Antioxidants and herbal extracts protect HT-4 neuronal cells against glutamate-induced cytotoxicity

Antioxidant therapy has been shown to be beneficial in neurological disorders including Alzheimer's disease and cerebral ischemia. Glutamate-induced cytotoxicity in HT-4 neuronal cells has been previously demonstrated to be due to oxidative stress caused by depletion of cellular glutathione (GSH). The present study demonstrates that a wide variety of antioxidants inhibit glutamate-induced cytotoxicity in HT-4 neuronal cells. Low concentrations of α-tocopherol and its analogs were highly effective in protecting neuronal cells against cytotoxicity. Purified flavonoids and herbal extracts of Gingko biloba (EGb 761) and French maritime pine bark (Pycnogenol®) were also effective.
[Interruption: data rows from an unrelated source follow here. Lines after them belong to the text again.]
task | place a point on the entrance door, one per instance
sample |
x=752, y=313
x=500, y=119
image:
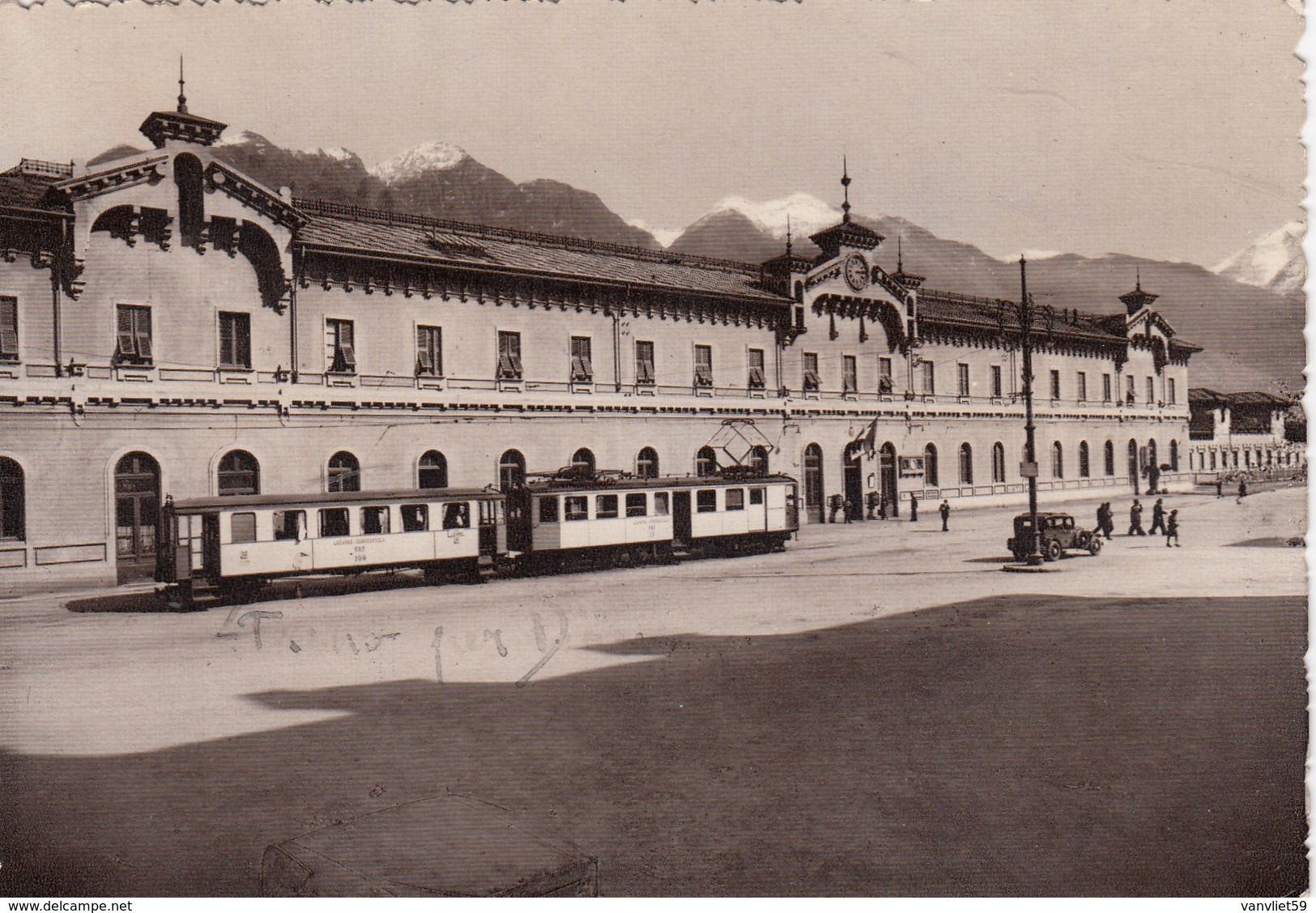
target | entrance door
x=854, y=484
x=814, y=483
x=888, y=478
x=137, y=503
x=680, y=525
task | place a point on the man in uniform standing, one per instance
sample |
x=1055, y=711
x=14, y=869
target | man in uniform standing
x=1136, y=518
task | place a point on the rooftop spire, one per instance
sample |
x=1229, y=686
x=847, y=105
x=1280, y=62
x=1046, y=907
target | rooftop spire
x=182, y=99
x=845, y=186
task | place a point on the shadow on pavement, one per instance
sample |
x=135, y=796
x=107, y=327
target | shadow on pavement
x=1017, y=744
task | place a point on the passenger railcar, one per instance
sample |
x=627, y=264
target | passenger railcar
x=236, y=544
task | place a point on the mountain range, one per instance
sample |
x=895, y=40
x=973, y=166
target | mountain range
x=1248, y=314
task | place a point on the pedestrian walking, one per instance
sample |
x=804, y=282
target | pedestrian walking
x=1157, y=518
x=1172, y=529
x=1136, y=518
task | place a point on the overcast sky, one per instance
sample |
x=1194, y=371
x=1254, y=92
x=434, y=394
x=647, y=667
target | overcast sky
x=1161, y=128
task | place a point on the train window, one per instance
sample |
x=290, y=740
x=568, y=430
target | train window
x=290, y=524
x=415, y=518
x=333, y=521
x=457, y=516
x=549, y=510
x=374, y=521
x=577, y=507
x=244, y=528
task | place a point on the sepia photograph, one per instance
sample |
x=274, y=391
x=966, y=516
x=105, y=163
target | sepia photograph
x=653, y=449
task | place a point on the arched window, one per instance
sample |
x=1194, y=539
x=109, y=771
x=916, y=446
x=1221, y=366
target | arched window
x=705, y=462
x=240, y=474
x=343, y=472
x=583, y=461
x=12, y=506
x=646, y=463
x=432, y=470
x=511, y=470
x=998, y=462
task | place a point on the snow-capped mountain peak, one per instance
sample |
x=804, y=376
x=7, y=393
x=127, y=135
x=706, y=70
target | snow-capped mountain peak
x=807, y=213
x=1274, y=261
x=429, y=157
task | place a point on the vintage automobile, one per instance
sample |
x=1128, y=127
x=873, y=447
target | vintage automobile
x=1057, y=531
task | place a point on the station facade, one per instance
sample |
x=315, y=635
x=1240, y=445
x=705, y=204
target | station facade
x=168, y=326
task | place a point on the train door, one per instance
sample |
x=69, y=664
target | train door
x=854, y=484
x=888, y=463
x=814, y=483
x=137, y=504
x=680, y=525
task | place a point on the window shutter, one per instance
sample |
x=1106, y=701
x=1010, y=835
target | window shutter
x=8, y=326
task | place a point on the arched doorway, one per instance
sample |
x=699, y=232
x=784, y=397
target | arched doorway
x=853, y=482
x=814, y=483
x=511, y=470
x=137, y=503
x=888, y=471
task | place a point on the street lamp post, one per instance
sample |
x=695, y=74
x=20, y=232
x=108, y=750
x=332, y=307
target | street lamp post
x=1025, y=322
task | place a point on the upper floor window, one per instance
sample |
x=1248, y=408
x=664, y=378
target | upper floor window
x=645, y=362
x=429, y=352
x=811, y=371
x=235, y=339
x=341, y=339
x=884, y=382
x=703, y=366
x=134, y=335
x=757, y=377
x=509, y=356
x=582, y=360
x=8, y=329
x=12, y=507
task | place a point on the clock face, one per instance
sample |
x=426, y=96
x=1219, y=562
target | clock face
x=856, y=272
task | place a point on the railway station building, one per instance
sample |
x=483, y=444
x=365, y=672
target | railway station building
x=172, y=326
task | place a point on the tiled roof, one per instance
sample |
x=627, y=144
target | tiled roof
x=951, y=308
x=459, y=244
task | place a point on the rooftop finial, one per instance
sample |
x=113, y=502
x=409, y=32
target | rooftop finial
x=182, y=99
x=845, y=185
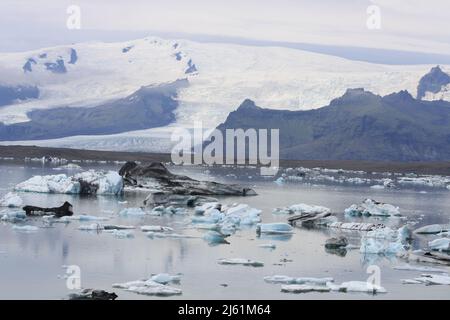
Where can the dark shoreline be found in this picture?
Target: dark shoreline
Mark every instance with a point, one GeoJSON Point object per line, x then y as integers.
{"type": "Point", "coordinates": [21, 152]}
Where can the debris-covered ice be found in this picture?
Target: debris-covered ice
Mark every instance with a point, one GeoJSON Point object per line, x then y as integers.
{"type": "Point", "coordinates": [240, 261]}
{"type": "Point", "coordinates": [11, 200]}
{"type": "Point", "coordinates": [274, 228]}
{"type": "Point", "coordinates": [371, 207]}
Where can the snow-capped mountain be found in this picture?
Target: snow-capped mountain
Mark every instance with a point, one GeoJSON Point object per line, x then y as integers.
{"type": "Point", "coordinates": [220, 77]}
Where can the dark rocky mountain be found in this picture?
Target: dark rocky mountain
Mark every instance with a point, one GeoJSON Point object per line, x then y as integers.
{"type": "Point", "coordinates": [9, 95]}
{"type": "Point", "coordinates": [357, 126]}
{"type": "Point", "coordinates": [148, 107]}
{"type": "Point", "coordinates": [433, 82]}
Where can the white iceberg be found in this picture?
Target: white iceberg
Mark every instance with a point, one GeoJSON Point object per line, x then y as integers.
{"type": "Point", "coordinates": [274, 228]}
{"type": "Point", "coordinates": [303, 288]}
{"type": "Point", "coordinates": [371, 207]}
{"type": "Point", "coordinates": [432, 229]}
{"type": "Point", "coordinates": [408, 267]}
{"type": "Point", "coordinates": [165, 278]}
{"type": "Point", "coordinates": [11, 200]}
{"type": "Point", "coordinates": [25, 228]}
{"type": "Point", "coordinates": [132, 212]}
{"type": "Point", "coordinates": [441, 244]}
{"type": "Point", "coordinates": [240, 261]}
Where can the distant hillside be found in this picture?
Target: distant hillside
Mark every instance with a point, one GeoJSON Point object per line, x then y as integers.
{"type": "Point", "coordinates": [357, 126]}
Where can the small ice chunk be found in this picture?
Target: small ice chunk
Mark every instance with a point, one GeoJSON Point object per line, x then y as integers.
{"type": "Point", "coordinates": [267, 245]}
{"type": "Point", "coordinates": [156, 229]}
{"type": "Point", "coordinates": [11, 200]}
{"type": "Point", "coordinates": [432, 229]}
{"type": "Point", "coordinates": [91, 227]}
{"type": "Point", "coordinates": [241, 261]}
{"type": "Point", "coordinates": [303, 288]}
{"type": "Point", "coordinates": [132, 212]}
{"type": "Point", "coordinates": [371, 207]}
{"type": "Point", "coordinates": [25, 228]}
{"type": "Point", "coordinates": [274, 228]}
{"type": "Point", "coordinates": [441, 244]}
{"type": "Point", "coordinates": [357, 286]}
{"type": "Point", "coordinates": [165, 278]}
{"type": "Point", "coordinates": [408, 267]}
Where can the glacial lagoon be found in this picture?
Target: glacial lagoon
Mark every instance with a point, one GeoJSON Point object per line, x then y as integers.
{"type": "Point", "coordinates": [32, 263]}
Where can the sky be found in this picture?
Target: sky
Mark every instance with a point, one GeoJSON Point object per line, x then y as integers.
{"type": "Point", "coordinates": [417, 28]}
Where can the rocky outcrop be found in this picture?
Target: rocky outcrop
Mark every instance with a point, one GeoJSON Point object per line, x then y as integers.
{"type": "Point", "coordinates": [157, 178]}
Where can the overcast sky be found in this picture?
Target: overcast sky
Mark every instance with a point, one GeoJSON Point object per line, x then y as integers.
{"type": "Point", "coordinates": [409, 25]}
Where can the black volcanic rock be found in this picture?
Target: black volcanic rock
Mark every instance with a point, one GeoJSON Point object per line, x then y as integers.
{"type": "Point", "coordinates": [148, 107]}
{"type": "Point", "coordinates": [156, 174]}
{"type": "Point", "coordinates": [433, 82]}
{"type": "Point", "coordinates": [357, 126]}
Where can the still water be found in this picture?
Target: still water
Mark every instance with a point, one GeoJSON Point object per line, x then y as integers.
{"type": "Point", "coordinates": [31, 264]}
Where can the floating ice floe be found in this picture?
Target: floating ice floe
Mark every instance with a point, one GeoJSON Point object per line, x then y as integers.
{"type": "Point", "coordinates": [214, 237]}
{"type": "Point", "coordinates": [302, 208]}
{"type": "Point", "coordinates": [299, 280]}
{"type": "Point", "coordinates": [230, 219]}
{"type": "Point", "coordinates": [303, 288]}
{"type": "Point", "coordinates": [240, 261]}
{"type": "Point", "coordinates": [82, 217]}
{"type": "Point", "coordinates": [11, 200]}
{"type": "Point", "coordinates": [151, 234]}
{"type": "Point", "coordinates": [357, 286]}
{"type": "Point", "coordinates": [274, 228]}
{"type": "Point", "coordinates": [12, 216]}
{"type": "Point", "coordinates": [408, 267]}
{"type": "Point", "coordinates": [371, 207]}
{"type": "Point", "coordinates": [385, 241]}
{"type": "Point", "coordinates": [156, 229]}
{"type": "Point", "coordinates": [432, 229]}
{"type": "Point", "coordinates": [165, 278]}
{"type": "Point", "coordinates": [132, 212]}
{"type": "Point", "coordinates": [267, 246]}
{"type": "Point", "coordinates": [441, 244]}
{"type": "Point", "coordinates": [429, 279]}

We have previously shown that pro-glutathione agents can spare GSH and protect cells from glutamate insult in a C6 glial cell model. The protective effects of nonthiol-based antioxidants tested in the HT-4 line were not mediated via GSH level modulation. In contrast, protective effects of thiol-based pro-glutathione agents α-lipoic acid (LA) and N-acetyl cysteine (NAC) corresponded with a sparing effect on GSH levels in glutamate-treated HT-4 cells. Glutamate-induced cytotoxicity in HT-4 cells is a useful model system for testing compounds or mixtures for antioxidant activity.